Miami voters will get to decide whether David Beckham’s latest pitch for a Major League Soccer stadium passes muster — if a legal challenge doesn’t derail it first.
On Wednesday afternoon, following another marathon meeting, city commissioners voted 3-2 to place on the Nov. 4 ballot a no-bid proposal by Beckham and his partners to redevelop Miami’s Melreese golf course and park complex into a $1 billion mixed-use project with a 25,000-seat stadium as the centerpiece.

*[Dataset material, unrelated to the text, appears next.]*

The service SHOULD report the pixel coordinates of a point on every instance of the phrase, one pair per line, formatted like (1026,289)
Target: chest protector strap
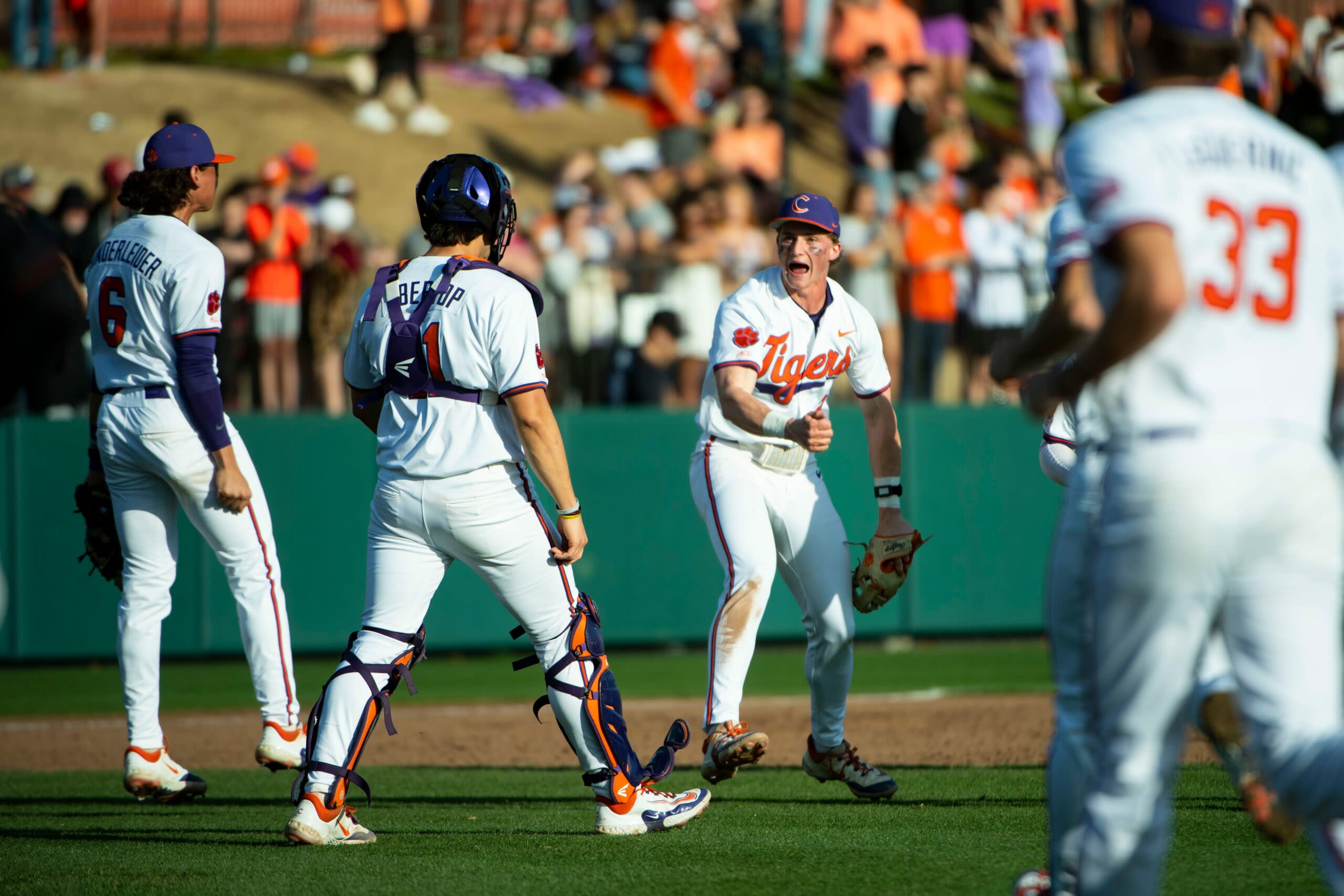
(407,370)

The vote capped off a contentious two weeks for Beckham and his group of soccer franchise investors, which includes Sprint CEO Marcelo Claure and brothers Jose and Jorge Mas, who took the lead in pushing their latest stadium plan through. If the referendum passes, Miami Beckham United would then need to hammer out a final agreement with the city that would require three-fourths of the city commission to approve.
Last week, the city commission delayed its decision because commissioner Ken Russell, considered the swing vote, wanted to negotiate more concessions from the ownership group, which opponents claim presented a thinly vetted, rushed proposal to take over a large chunk of a 131-acre city property currently occupied by a popular golf course that serves underprivileged children.
Unlike last week’s meeting, this one lacked the star power of Beckham, who was not in attendance. The commission chamber was also less crowded as city officials decided not to allow the public to speak.
But tensions still ran high.
Already, Miami-based attorney Douglas Muir sued the city ahead of the commission’s vote to stop the referendum. In his lawsuit filed in Miami-Dade Circuit Court, Muir alleges commissioners and Miami Mayor Francis Suarez — who is the Melreese stadium proposal’s most prominent elected cheerleader — violated the city’s charter by negotiating a no-bid deal for city owned land.
And Michael Fay, managing director and principal of Avison Young’s Miami office, is proposing to set up a competitive bidding process for the Melreese site.
Commissioner Manolo Reyes, who along with commissioner Willy Gort voted no, cited Muir’s complaint in his impassioned pleas to convince his colleagues to fully vet Miami Beckham United’s proposal to build Miami Freedom Park, which will complement the stadium with retail shops, restaurants, offices and hotel rooms. In addition, Beckham, Mas and their partners are promising to build 23 soccer fields, a football field and a passive park, plus pay the city $20 million, roughly $3.6 million in annual rent and a share of revenues.
“We are circumventing our own statutes and our own laws,” Reyes said. “We have a lawsuit against us and many more will follow…We must have transparency. We are going against our own charter. That is why people don’t trust us.”
Yet by the time the city commission took an afternoon recess, Russell had gone from possibly voting no to being an affirmative yes. That’s because Mas agreed to the commissioner’s insistence that Miami Freedom Park institute a living wage for anyone who ends up working at the mixed-use site.
Mas said Miami Beckham United would adopt a minimum living wage of $11 an hour that would scale up to $15 an hour by the 4th year Miami Freedom Park is in operation. “You have our commitment that all onsite employees will be covered the living wage I have laid out now,” Mas said.
Russell said the reason he pushed for the living wage was because he knew he was likely the swing vote. “I am in a unique position to use the amount of leverage to get what the city needs at this moment,” he said. “I am willing to believe in the mayor’s vision and take a chance.”